Kamalani, now 12, and Kekoa, 17, have since made their project a yearly event. They recently completed their seventh annual drive and delivered backpacks filled with school supplies to about 60 children ranging in age from 5 to 17 at Maili Land Transitional Housing in Waianae.

They chose Maili Land, which is run by Catholic Charities Hawaii to provide temporary housing for homeless families, after hearing about the great need at the shelter. Kamalani and Kekoa were used to beginning a new school year with new shoes and new backpacks. When they learned that other kids their age didn’t have even the most basic supplies, they wanted to help out. “From the stories that I heard about the families and the kids, I felt bad,” says Kekoa, a senior at Mililani High School. “Maili Land had kids who didn’t have any backpacks. I thought that I could give school supplies and a new backpack to these kids.”

The Manners collect funds for the project by scouring their Pearl City neighborhood for recyclables.

“We look for things that have been tossed on the street or on the beach and we clean it up, so we are helping the environment, too,” says Kamalani, a seventh-grader at Hanalani Schools.
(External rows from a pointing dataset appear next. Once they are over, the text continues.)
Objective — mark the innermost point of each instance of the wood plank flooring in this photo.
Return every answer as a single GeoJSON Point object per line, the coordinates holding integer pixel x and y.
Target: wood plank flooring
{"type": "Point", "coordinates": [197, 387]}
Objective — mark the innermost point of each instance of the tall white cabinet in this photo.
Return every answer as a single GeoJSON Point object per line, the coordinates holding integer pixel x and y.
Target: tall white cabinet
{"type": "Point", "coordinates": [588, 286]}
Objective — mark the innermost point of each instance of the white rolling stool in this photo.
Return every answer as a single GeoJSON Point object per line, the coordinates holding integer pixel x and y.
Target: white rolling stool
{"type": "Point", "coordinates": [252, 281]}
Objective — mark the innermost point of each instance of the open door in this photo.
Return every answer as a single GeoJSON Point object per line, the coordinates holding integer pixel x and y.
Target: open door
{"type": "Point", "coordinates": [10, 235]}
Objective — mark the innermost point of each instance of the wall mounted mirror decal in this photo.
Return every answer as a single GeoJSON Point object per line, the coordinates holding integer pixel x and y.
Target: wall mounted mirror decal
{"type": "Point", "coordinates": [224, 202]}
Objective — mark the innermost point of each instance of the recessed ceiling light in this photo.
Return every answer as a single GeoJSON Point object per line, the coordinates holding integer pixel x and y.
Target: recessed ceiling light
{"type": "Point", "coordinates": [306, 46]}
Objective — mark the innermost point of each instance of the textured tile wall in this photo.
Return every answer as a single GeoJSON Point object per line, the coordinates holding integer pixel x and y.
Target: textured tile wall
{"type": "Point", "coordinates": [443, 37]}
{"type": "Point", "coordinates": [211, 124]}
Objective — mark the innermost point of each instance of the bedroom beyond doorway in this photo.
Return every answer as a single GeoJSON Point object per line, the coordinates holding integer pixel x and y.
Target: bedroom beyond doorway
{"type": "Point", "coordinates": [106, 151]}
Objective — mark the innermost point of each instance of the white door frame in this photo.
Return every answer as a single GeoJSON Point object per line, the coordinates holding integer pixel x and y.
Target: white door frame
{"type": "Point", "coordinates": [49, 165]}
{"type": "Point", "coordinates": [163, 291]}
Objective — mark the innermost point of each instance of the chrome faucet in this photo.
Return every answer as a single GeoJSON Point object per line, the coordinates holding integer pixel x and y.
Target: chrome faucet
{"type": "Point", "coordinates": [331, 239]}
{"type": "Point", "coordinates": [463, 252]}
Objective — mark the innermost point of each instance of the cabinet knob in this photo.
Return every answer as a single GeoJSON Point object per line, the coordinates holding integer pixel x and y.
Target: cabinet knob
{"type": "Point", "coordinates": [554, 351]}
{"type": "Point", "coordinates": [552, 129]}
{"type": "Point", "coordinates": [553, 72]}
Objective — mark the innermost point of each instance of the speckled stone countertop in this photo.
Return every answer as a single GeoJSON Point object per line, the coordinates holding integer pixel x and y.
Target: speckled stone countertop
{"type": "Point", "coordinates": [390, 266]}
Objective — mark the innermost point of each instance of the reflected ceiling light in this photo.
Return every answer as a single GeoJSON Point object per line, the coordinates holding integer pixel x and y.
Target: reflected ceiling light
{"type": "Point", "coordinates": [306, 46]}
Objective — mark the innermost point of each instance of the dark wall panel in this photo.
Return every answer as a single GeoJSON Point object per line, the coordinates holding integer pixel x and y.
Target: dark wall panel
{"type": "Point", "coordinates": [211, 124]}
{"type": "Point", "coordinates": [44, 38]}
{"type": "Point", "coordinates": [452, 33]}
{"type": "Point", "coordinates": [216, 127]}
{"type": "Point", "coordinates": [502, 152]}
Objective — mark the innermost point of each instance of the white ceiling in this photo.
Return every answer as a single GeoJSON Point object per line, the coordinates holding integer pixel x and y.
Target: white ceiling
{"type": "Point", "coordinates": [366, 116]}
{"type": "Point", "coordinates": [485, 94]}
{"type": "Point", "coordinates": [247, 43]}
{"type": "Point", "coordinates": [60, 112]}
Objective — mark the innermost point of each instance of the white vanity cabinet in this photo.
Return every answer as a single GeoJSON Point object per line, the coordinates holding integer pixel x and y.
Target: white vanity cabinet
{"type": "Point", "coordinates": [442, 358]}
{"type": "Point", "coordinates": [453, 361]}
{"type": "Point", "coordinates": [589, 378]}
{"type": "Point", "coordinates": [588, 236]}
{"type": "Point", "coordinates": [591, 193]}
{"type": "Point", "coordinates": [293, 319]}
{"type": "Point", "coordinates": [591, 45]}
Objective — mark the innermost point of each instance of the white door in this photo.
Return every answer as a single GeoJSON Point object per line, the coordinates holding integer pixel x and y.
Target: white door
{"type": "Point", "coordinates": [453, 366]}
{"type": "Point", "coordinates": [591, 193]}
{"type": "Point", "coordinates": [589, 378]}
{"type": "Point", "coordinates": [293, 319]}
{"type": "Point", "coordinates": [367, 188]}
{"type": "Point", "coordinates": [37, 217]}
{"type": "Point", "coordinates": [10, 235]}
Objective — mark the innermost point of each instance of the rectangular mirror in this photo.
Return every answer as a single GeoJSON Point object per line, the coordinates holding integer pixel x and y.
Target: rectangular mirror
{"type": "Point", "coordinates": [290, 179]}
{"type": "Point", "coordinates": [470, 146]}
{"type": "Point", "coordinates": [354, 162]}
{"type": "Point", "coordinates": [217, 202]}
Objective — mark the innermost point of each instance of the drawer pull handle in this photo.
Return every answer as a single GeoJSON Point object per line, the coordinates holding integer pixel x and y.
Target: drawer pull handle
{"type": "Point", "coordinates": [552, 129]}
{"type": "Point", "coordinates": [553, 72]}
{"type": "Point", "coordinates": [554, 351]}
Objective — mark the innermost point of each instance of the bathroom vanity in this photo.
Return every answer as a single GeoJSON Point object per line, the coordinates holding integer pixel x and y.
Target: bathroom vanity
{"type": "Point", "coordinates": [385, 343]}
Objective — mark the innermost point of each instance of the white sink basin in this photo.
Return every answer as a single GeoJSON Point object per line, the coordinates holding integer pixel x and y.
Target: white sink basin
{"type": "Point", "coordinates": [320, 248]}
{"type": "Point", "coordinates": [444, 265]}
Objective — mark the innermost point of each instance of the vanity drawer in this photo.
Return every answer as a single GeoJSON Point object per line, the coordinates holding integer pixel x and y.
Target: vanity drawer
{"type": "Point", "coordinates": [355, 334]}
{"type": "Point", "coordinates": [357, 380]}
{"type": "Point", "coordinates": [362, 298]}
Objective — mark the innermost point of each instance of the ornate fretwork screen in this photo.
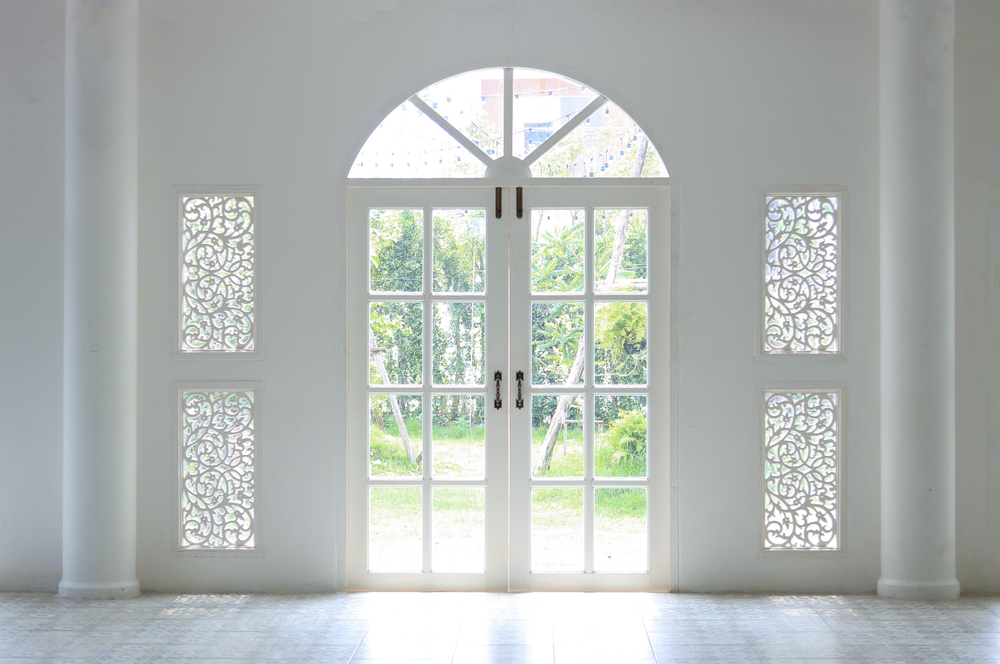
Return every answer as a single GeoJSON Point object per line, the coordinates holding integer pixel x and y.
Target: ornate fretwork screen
{"type": "Point", "coordinates": [801, 274]}
{"type": "Point", "coordinates": [217, 274]}
{"type": "Point", "coordinates": [801, 470]}
{"type": "Point", "coordinates": [218, 474]}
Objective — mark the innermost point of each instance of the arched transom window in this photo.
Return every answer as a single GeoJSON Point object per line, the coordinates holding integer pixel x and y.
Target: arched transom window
{"type": "Point", "coordinates": [508, 122]}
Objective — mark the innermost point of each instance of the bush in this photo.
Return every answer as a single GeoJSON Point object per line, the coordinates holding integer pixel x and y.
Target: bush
{"type": "Point", "coordinates": [621, 452]}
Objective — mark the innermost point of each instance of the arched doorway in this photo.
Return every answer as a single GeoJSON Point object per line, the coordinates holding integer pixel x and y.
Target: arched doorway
{"type": "Point", "coordinates": [491, 444]}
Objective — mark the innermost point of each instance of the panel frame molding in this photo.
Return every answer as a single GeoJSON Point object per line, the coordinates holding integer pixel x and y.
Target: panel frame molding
{"type": "Point", "coordinates": [176, 352]}
{"type": "Point", "coordinates": [760, 258]}
{"type": "Point", "coordinates": [178, 388]}
{"type": "Point", "coordinates": [760, 390]}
They also have earned funds through corporate donations. This year, Kamalani also hand-crafted necklaces and bracelets to sell at Kids Inc., a keiki business day at Windward Mall, to raise money.

They target different supplies for the shelter’s varying age groups – cartoon character backpacks and crayons for younger kids, and binders and composition books inside brand-name bags for high school students. All students also receive pens, pencils, rulers and paper.

The siblings hope to expand their project to reach beyond Maili Land – to other parts of the state and the country, perhaps. They also have plans to create an ocean preservation project in the future. Kamalani also hopes to distribute Christmas gifts to seriously ill children for the holidays this year. But no matter what other endeavors they pursue, they say that they will always continue to donate to Maili Land.

“When I first started (the project) and we went to deliver the backpacks, I saw the kids smile,” he says. “And that is what brought me back – watching the kids smile with all the new supplies they just got, and watching the parents be happy that they don’t have to worry about getting supplies.”